Take a look at the XENYX 802 shown in the REW Cabling and Connections Basics.

brucek


----------



## Wayne A. Pflughaupt (Apr 13, 2006)

That item would work if you wanted to get the mic’s signal into the computer for the purposes of say, make a recording using a program like Audacity or Garage Band. But as brucek noted, for REW a sound card with line inputs and outputs is needed so that a calibration file can be generated. The calibration file is critical because it compensates for any deviation from flat that the sound card may exhibit. As you have figured out, to use the ECM8000 mic with REW, a mic pre amp with phantom power is needed, but it has to connect to the sound card, not directly to the computer. Alternately, a sound card with a built-in mic pre amp can be used; Tascam, E-MU and M-Audio and others make such products.

Regards,
Wayne


----------



## Jonas_h (Jan 7, 2009)

Thanks for the answers!

So if I want to use REW, I must connect the soundcard to my receiver with the line-out connections? Would digital connection not work? (Like HDMI/SPDIF).

*EDIT:* Would this card be good? "M-AUDIO MOBILE PRE USB". And is it "tested" on REW?
I would rather have an external USB card. Then connect the ECM8000 to the usb-card, the card to the PC via USB, and use the line outs in the card to the receiver?


----------



## Wayne A. Pflughaupt (Apr 13, 2006)

Jonas_h said:


> Thanks for the answers!
> 
> So if I want to use REW, I must connect the soundcard to my receiver with the line-out connections? Would digital connection not work? (Like HDMI/SPDIF).

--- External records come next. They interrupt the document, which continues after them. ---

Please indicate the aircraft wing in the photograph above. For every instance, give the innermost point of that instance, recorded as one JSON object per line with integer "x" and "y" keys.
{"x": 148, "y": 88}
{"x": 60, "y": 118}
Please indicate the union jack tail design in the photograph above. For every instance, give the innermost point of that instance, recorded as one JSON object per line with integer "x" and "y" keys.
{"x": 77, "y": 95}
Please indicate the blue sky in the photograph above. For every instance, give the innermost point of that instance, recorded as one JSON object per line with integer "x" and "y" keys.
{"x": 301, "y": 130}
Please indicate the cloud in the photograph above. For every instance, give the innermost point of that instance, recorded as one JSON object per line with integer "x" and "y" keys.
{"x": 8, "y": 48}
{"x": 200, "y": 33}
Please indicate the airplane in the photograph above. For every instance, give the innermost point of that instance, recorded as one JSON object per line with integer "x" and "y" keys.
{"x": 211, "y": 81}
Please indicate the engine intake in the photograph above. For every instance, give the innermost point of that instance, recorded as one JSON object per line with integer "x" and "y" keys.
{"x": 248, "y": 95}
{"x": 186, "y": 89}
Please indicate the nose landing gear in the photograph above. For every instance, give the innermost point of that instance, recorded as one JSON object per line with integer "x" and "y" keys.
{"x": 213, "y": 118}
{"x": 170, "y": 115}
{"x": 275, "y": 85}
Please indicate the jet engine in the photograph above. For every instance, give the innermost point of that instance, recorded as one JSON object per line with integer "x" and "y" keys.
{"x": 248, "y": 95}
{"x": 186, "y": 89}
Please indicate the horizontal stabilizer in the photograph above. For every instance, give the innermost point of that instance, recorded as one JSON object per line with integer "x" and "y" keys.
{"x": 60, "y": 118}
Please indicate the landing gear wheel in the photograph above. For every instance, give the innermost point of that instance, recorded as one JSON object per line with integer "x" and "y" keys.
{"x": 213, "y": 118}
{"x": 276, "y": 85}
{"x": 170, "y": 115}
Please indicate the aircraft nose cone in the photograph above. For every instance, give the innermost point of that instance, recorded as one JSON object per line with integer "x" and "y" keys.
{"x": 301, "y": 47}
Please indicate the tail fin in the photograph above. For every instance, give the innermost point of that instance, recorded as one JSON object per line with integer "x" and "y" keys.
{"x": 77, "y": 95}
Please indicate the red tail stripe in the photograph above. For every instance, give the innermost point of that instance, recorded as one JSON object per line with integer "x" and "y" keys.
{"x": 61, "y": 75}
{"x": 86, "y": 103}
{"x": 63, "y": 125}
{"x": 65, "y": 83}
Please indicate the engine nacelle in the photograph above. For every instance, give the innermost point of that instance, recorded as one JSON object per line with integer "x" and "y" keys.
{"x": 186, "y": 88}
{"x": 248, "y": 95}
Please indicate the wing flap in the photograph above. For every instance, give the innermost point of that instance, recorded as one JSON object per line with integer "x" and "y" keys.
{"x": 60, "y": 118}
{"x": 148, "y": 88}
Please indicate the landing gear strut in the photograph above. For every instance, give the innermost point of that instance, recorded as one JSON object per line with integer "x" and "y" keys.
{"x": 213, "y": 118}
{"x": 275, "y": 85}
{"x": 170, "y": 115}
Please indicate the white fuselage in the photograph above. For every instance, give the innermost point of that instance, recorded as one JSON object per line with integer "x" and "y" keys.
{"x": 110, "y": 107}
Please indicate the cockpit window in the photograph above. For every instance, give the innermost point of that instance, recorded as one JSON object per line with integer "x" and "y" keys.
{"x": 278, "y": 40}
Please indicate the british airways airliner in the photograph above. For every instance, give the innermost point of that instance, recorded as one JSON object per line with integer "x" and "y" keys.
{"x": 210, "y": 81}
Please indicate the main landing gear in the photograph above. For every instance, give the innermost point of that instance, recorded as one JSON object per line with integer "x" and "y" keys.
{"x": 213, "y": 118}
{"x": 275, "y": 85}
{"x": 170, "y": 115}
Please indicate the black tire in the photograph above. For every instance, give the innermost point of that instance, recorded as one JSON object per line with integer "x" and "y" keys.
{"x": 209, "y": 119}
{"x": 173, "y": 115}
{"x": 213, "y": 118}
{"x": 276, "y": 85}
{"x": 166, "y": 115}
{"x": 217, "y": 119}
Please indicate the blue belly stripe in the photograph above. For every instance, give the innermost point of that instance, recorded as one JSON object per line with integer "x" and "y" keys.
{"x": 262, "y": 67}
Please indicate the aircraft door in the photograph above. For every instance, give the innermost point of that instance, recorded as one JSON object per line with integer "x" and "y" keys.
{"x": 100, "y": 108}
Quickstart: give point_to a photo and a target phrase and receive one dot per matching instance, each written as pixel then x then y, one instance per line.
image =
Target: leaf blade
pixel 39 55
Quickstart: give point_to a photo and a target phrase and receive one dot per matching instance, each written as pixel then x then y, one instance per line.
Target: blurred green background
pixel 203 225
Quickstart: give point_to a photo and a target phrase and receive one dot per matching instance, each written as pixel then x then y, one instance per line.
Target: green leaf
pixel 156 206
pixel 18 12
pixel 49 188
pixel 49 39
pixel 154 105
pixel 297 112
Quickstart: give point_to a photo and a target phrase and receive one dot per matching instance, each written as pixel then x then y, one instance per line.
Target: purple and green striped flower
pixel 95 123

No digital connections won't work, because the sound card can't be calibrated that way.



> *EDIT:* Would this card be good? "M-AUDIO MOBILE PRE USB". And is it "tested" on REW?
> I would rather have an external USB card. Then connect the ECM8000 to the usb-card, the card to the PC via USB, and use the line outs in the card to the receiver?


I believe the Pre USB will work, but you should do a search on this Forum and the REW Forum to make sure. If you can find a thread with a sound card calibration graph and/or a frequency response graph, then they were successful in using it.

Regards,
Wayne


----------